The Australian Open and PGA are co-sanctioned by the DP World Tour and do manage to attract quality Australasian and European players. The Australian Open also offers three spots in the British Open for being a stop on the R&A’s International Qualifying Series. Few would complain about the guaranteed starts in the Masters, US Open and PGA as the option would be available to any pro.

The Australian Open has struggled in the past two decades to attract the swath of big names it used to in its glory days of the 1960s, ’70s, 80’s and 90s. Recently, the event has attempted to sign one marquee player each year to headline the event. Rory McIlroy won the 2013 edition at Royal Sydney while Jordan Spieth claimed the 2014 and 2016 Stonehaven Cup titles.

That is in addition to hoping the big-name locals all come home for the summer, such as Cam Smith, Adam Scott, Min Woo Lee, Cam Davis, Lucas Herbert and Marc Leishman.

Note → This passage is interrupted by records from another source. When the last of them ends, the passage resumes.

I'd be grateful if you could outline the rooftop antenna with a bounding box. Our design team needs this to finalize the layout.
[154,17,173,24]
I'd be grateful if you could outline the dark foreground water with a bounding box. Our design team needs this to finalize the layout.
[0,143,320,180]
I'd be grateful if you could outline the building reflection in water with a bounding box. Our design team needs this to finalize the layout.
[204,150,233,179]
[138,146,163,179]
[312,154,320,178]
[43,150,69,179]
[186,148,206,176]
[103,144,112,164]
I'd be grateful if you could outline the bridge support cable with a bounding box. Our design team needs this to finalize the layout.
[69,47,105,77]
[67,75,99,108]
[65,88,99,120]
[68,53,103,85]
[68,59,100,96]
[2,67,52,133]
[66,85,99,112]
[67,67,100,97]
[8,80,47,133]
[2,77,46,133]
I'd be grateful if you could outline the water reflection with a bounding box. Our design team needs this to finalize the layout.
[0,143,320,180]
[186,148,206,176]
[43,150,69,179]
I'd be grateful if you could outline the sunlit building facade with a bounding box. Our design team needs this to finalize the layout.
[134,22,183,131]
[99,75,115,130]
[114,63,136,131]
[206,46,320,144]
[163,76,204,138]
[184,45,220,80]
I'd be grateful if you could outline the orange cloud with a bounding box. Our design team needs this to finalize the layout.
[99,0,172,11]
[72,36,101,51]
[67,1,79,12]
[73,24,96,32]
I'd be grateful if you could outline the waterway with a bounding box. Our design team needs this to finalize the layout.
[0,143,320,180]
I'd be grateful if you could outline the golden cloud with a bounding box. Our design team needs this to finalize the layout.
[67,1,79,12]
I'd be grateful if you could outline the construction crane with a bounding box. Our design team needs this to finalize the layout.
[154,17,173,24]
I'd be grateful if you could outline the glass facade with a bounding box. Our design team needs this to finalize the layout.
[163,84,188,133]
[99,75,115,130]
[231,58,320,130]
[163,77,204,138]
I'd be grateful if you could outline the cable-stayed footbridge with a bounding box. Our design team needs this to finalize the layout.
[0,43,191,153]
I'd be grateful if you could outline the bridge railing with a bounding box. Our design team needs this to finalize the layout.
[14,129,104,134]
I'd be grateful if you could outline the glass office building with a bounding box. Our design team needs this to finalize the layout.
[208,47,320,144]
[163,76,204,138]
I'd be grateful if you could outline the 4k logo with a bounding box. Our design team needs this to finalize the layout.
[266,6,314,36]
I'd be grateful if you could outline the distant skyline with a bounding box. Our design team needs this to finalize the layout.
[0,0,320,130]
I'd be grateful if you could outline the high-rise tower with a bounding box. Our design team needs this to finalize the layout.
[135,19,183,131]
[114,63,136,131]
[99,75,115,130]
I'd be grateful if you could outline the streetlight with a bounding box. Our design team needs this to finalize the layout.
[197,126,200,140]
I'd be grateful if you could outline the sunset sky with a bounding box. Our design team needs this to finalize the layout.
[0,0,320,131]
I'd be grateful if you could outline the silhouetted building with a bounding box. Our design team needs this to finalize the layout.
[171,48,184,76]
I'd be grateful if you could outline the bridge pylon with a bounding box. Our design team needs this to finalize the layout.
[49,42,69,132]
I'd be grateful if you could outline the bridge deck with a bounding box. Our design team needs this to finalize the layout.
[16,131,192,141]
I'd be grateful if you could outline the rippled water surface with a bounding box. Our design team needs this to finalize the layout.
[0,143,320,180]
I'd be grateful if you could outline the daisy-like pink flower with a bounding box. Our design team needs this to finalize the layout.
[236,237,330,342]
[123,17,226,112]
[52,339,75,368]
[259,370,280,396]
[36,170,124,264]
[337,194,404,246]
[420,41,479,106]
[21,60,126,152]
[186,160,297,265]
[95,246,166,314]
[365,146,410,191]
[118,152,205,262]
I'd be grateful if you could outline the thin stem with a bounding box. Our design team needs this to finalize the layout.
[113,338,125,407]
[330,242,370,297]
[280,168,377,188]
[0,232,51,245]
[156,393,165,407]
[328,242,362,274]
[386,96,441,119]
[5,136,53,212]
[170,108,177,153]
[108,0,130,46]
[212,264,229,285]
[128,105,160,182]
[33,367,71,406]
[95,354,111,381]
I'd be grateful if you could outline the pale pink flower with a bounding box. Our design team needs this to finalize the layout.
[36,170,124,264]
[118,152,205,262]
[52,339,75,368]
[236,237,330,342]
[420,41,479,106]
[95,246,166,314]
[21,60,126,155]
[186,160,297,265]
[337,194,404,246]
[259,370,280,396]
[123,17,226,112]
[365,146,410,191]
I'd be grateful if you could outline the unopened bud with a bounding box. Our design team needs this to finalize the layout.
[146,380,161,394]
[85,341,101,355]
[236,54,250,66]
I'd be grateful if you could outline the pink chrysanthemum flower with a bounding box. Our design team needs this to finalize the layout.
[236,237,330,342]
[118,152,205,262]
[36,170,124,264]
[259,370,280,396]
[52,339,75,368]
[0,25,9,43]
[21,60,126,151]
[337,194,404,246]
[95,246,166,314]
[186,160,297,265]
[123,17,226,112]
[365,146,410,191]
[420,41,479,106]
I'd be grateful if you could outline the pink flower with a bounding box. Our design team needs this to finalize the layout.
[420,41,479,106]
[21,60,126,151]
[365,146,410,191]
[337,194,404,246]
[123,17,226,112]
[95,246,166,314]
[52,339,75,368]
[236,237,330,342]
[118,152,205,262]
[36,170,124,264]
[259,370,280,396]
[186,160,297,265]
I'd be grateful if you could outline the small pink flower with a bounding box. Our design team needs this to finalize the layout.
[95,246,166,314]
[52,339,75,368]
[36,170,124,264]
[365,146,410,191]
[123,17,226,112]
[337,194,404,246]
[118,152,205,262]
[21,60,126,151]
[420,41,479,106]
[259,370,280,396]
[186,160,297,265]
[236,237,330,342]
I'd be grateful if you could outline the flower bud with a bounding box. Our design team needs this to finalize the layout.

Australia’s quality courses, particularly the Melbourne Sandbelt, already have the adulation of the top pros. Melbourne has been rumoured to host the 2024 Australian Open although nothing has been confirmed by organisers.

As 1991 Open champion Ian Baker-Finch told reporters at Augusta on Wednesday, “Rory McIlroy has said to me, ‘Hey, you make sure you tell me when they’re going to Kingston Heath and I’ll come down.”

Four-time major winner McIlroy has been particularly vocal about the Australian Open. The Northern Irishman first tasted Victorian golf when he came down as an amateur in 2005, before winning the Open over Adam Scott in 2013. He returned the next year for The Australian Golf Club.

“I would certainly like to see more co-sanctioned events,” McIlroy said in November. “Some of the national opens, [we need to] try to revitalise some of those that have some great history in our game and a lot of tradition, like the Australian Open. I look at the the Australian Open trophy, and I see the names on that and that’s, to me, that’s being a professional golfer and being competitive is all about. It’s being able to try to compare yourself to previous generations.”

McIlroy won the Australian Open at Royal Sydney in 2013, defeating Adam Scott.

Sutherland said he would love to see the Northern Irish star Down Under again.

“Rory’s place in the game is immense and everyone listens to what he has to say,” Sutherland said. “He is a top player who appreciates national opens and made the effort to come down to our tournaments, and won the Open. We would love to get him back, see him play the Australian Open. We know he has a deep love for the Melbourne Sandbelt.”